Piffle is nonsense or a trivial or insignificant idea. Constitutional piffle is insufficient to create a federal question. A great principle and a fun word, especially for any district court law clerks lurking out there.

12.10.07

Stewardship

Posted in Catholic Ruminations, Random Racoon at 9:29 pm by Emmel Philips

I like recycling. And I really want to compost someday. Cutting down on waste and taking care of the natural creation in small ways appeals to me, perhaps because it fits with my Catholic perspective of what it means to be human: we are creatures given dominion over this earth and share responsibility for its health. Some environmentalists err in taking the responsibility too far by seeing humanity as just one species among many. This is an extreme. They fail, in my view, to recognize that humanity is special and different from all other creatures. Thus, while I can respect vegetarians who limit their diet for any purported health or aesthetic reasons, I disagree with vegetarians who rest their choice on a moral ground because it seems to me a flawed view of humanity’s role in creation. (Cruelty involved in veal production, or analogous cases, may warrant abstention, but generally consuming animals seems a fitting use of creation.)

The other extreme is to guzzle and dispose of resources, whether soda pop cans or gasoline, without a second thought. Some classmates in law school particularly irked me when they would dispose of cans and bottles in the garbage, when a recycling bin sat just a few feet away. (Periodically, I would get annoyed enough to pick out the ones easily and neatly reachable and redeposit them.)

I draw my line of banance with empty jars of peanut butter: while I recycle scraps of card board (the tabs from new rolls of saran wrap or the circles from boxes of tissue), I sigh at the jar of peanut butter, lacking the necessary enthusiasm for soaking and scraping its dregs to the extent necessary to avoid contaminating the recyclables, and with just a tiny twinge of guilt, I deposit it in the landfill.
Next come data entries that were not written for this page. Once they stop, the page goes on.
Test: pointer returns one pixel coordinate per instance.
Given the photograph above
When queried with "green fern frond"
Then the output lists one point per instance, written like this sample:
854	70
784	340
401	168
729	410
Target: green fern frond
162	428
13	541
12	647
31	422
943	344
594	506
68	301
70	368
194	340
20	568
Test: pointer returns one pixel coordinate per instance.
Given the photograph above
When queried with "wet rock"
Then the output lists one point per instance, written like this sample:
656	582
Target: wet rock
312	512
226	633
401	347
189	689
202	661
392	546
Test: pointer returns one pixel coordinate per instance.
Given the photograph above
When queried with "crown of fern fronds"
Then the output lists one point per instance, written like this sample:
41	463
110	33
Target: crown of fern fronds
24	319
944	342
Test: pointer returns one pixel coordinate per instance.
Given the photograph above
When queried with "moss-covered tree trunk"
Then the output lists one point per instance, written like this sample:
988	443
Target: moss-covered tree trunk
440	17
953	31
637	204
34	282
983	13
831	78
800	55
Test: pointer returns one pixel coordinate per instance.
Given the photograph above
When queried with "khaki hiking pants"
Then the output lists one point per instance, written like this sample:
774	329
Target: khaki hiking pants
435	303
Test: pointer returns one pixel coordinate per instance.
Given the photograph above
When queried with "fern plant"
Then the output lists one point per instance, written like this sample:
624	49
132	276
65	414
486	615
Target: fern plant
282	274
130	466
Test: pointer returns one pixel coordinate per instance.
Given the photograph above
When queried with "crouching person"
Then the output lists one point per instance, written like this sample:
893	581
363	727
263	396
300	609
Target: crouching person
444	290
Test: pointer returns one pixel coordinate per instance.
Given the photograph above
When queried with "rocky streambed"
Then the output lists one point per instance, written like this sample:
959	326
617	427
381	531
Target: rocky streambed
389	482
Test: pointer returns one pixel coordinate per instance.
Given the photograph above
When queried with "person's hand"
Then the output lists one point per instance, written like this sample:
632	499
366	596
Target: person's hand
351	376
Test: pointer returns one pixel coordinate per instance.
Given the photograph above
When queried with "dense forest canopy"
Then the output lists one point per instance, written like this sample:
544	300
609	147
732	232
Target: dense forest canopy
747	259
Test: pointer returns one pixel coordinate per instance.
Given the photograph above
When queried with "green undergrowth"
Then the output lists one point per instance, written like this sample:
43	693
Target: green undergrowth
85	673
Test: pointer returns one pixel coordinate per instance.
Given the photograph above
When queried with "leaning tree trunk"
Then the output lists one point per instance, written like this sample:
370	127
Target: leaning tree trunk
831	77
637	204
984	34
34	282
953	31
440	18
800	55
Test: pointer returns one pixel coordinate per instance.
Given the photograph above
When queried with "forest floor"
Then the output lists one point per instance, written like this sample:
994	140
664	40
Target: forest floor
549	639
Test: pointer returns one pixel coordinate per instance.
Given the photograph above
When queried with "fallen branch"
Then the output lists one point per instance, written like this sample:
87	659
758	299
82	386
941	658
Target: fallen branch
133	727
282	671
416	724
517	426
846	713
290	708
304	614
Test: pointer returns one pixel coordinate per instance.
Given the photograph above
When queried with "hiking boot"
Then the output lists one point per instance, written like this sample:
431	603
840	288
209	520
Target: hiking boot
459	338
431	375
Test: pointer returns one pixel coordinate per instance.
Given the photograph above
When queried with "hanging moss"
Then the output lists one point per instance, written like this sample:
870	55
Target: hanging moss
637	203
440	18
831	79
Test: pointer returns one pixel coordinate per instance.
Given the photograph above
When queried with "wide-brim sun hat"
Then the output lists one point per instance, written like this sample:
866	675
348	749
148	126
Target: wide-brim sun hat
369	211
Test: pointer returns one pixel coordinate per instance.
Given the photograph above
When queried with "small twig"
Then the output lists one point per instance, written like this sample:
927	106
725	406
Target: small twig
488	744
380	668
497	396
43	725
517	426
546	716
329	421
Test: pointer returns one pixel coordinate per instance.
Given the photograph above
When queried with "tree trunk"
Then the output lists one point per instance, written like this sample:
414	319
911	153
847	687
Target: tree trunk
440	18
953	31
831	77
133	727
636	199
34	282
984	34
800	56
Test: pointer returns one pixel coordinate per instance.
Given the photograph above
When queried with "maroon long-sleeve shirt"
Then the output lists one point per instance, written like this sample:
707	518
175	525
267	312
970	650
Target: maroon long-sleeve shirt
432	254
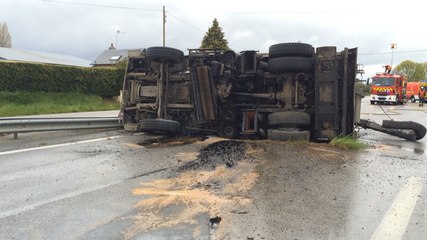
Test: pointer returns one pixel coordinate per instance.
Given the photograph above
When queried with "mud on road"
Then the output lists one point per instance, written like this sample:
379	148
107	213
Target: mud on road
241	190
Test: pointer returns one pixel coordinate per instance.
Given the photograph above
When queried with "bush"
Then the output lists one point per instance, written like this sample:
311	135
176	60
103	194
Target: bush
30	77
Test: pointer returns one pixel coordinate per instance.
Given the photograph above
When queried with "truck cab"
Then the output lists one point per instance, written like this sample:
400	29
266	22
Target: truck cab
388	88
As one steward among many, I want to do my part appropriately. Creation has its place and its balance.

12.03.07

An Extraordinarily Ordinary Sunday: Through the Window

Posted in Miscellany at 6:20 am by Emmel Philips

While looking out the window yesterday afternoon, my arms full with my favorite bundle, I noticed an elderly gentleman several houses down. His stooped figure methodically paced his driveway, carrying bags of leaves to the curb two at a time. With more than a dozen bags to arrange neatly at the end of his driveway, and with his painstakingly slow gait, this task took quite a while, and I could not resist watching. I perceived a steady, unrushed pace, a sort of devotion to his task on a chilly, damp autumn day, and a dignity with which he treated this chore. He did not appear frustrated or resentful of the leaves (as I might have been after so many trips burdened with the bags), and concluded his journey with a wave to another neighbor who was raking in her yard. I wondered if he were meditating or in prayer as he worked, perhaps reflecting on how many more times he would be able to see the leaves fall in this world. It reminded me that the ordinary tasks of this life are opportunities to offer what we have to God and to accept whatever role we find ourselves cast in this world. I should be more grateful for the simple tasks I have been given. Particularly as the Advent season begins, I hope to cultivate an improved attention (a non-anxious watchfulness), and fuller attentiveness to simple tasks. Only God knows which dish will be the last one we can wash for our spouse, the last diaper we can change, or the last bag of leaves to carry down the driveway of our home. And we never know who may be watching us through a window.